Thursday, October 4, 2007

A New, More Sinister Theory Arises

I recently got an interesting take on the guy returning a dropped yen coin to me at the store. A friend, who has spent a good amount time in Japan, thinks it was actually an insult...Like, that the guy was essentially saying "You are a lazy, rich, careless product of a disgusting and opulent society. I am a fastidious and efficient little worker bee. Cower before me, lazy American."

My first thought was, "Yeah, but how much can he bench?" Not really. Actually, I must admit that, since the guy was in his mid-20s, a group world-renowned for their general bastardry, I had a passing thought that I was being mocked somehow, some way. But here's why I discarded that notion, and why I disagree with my friend's assessment too:

1. Laziness. If he really did want to make a symbolic gesture to insult me, that would be pretty good. However, I kind of doubt some random person would see me and muster up all the effort it would take to pull it off, knowing full well that any sort of deeper meaning would likely be lost on my pathetic American brain. The simplest answer is that I just dropped a 1 yen coin, and that's more likely in my opinion.

2. Russians. There's a ton of dirty communist Russians in this town. They can come over without a visa under a fisherman's agreement. I assume they look essentially like me. This only adds to the complication of this guy's statement--all that effort, and he has no idea if I'm even American. I could be Russian, British, Australian, etc.

3. The Spectacle. My other thought was that maybe he just wanted to have an interaction with a big hilarious foreigner to talk about with his boys at the Izakaya.

4. The wallet test. As this experiment demonstrates, people just do return money because it's the right thing to do:

However, if a Japanese person were going to insult you, that is EXACTLY how they would do it, so I don't know. I think I'm going to have to drop a few more 1 yen coins and catalogue my results.

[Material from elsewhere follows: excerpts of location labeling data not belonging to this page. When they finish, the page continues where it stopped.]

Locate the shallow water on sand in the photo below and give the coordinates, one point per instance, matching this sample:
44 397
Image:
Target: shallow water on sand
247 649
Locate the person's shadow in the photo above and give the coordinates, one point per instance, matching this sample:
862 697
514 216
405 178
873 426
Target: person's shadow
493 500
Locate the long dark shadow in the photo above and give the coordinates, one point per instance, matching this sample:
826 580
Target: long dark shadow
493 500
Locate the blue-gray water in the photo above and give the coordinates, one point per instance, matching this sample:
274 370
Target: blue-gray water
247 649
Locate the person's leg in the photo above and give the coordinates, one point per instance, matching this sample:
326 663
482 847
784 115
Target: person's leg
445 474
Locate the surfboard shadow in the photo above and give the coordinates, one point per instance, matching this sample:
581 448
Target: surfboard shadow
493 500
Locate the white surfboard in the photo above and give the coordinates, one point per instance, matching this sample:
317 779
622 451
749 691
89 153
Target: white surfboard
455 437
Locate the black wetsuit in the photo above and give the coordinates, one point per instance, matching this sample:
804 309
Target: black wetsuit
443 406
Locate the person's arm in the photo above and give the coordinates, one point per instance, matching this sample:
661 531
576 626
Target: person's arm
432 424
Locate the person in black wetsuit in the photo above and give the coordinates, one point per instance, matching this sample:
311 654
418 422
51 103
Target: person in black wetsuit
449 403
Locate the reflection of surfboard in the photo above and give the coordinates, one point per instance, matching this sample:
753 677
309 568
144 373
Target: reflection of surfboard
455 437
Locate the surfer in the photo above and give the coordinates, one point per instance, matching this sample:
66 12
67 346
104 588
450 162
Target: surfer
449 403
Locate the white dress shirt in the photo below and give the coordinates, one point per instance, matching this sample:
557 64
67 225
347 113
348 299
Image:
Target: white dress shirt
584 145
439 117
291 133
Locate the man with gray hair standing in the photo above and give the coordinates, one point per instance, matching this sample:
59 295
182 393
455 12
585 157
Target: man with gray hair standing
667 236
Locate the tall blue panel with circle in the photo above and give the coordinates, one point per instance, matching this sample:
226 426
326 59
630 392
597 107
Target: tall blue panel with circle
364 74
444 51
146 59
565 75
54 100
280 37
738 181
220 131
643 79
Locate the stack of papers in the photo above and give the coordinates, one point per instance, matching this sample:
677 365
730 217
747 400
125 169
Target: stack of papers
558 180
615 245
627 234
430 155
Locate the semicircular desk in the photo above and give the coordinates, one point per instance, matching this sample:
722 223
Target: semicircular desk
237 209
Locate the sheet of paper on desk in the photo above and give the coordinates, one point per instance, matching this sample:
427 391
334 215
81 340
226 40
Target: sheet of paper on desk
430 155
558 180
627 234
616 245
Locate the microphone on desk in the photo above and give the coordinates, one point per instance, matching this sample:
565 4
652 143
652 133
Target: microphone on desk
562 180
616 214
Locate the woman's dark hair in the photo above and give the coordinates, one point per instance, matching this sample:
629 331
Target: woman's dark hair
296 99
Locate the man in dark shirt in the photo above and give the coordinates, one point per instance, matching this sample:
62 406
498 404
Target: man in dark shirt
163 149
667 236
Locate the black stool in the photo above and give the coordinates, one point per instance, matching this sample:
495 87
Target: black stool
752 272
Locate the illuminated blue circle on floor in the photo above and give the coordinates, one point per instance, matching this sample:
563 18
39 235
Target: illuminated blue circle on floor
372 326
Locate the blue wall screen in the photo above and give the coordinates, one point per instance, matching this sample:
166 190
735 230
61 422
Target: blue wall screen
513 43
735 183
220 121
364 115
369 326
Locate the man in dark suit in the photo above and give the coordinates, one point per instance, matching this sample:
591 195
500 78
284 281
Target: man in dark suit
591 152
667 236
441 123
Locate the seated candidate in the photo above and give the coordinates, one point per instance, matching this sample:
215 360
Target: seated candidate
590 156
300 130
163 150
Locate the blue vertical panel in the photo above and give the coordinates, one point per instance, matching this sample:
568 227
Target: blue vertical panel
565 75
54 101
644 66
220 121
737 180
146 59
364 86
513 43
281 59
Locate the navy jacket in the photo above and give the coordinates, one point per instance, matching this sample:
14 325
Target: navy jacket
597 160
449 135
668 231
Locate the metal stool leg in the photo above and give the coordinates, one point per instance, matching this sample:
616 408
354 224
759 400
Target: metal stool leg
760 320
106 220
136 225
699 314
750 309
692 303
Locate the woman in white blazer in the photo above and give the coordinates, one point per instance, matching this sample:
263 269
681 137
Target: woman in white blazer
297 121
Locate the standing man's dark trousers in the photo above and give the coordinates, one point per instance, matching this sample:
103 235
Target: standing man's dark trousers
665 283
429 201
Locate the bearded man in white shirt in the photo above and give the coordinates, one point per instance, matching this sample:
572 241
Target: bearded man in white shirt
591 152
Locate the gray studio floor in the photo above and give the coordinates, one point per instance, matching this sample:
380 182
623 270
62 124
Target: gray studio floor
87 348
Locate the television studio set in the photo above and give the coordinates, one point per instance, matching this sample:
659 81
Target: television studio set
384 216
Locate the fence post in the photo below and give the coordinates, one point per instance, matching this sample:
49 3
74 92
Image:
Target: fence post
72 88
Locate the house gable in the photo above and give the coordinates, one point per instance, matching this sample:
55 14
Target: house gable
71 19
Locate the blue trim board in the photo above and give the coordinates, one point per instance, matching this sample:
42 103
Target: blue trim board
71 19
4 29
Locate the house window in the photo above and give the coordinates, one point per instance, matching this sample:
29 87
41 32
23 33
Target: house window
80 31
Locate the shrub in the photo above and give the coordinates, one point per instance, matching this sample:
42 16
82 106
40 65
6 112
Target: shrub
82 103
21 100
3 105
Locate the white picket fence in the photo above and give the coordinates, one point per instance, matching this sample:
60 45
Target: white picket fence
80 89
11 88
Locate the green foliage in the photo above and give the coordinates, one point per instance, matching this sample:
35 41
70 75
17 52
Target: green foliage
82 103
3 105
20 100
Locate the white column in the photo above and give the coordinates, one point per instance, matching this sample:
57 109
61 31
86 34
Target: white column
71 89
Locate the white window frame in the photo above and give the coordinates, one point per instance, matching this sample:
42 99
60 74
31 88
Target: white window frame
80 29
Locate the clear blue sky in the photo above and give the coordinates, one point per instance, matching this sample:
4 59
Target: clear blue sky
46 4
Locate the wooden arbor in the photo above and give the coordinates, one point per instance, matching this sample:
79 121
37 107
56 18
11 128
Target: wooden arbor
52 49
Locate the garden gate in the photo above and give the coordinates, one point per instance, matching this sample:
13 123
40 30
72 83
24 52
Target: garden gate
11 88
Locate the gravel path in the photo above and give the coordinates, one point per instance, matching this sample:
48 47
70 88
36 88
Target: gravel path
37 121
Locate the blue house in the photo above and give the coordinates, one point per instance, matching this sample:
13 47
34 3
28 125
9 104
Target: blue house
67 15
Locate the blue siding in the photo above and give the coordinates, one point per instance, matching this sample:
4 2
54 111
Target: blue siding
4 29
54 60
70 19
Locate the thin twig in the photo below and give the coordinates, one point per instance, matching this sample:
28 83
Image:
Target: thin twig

And just between you and me--I really don't want all my 1 yen coins. I am not a rich man, but I'm rich enough not to want millions of worthless circles of aluminum jingling around my pocket.


d said...

Remember going to the Baltimore waterfront? The cop in our group (who was probably packing) flipped pennies at black beggars who he assumed were plotting to mug us. "Why?" we asked. "Because throwing centavos at them is an insult" he snarled.

Nate said...

I actually did think about that. He also hated gay people and transvestites, who he police brutalized with great relish in downtown Portland, by all accounts.

Another interesting anecdote about that guy: he had a lip of chew 24/7. Slept with it in, and swallowed the spit.

Big Awesome Matt said...

Wow, that cop sounds like he is coming right out of 'The Wire'.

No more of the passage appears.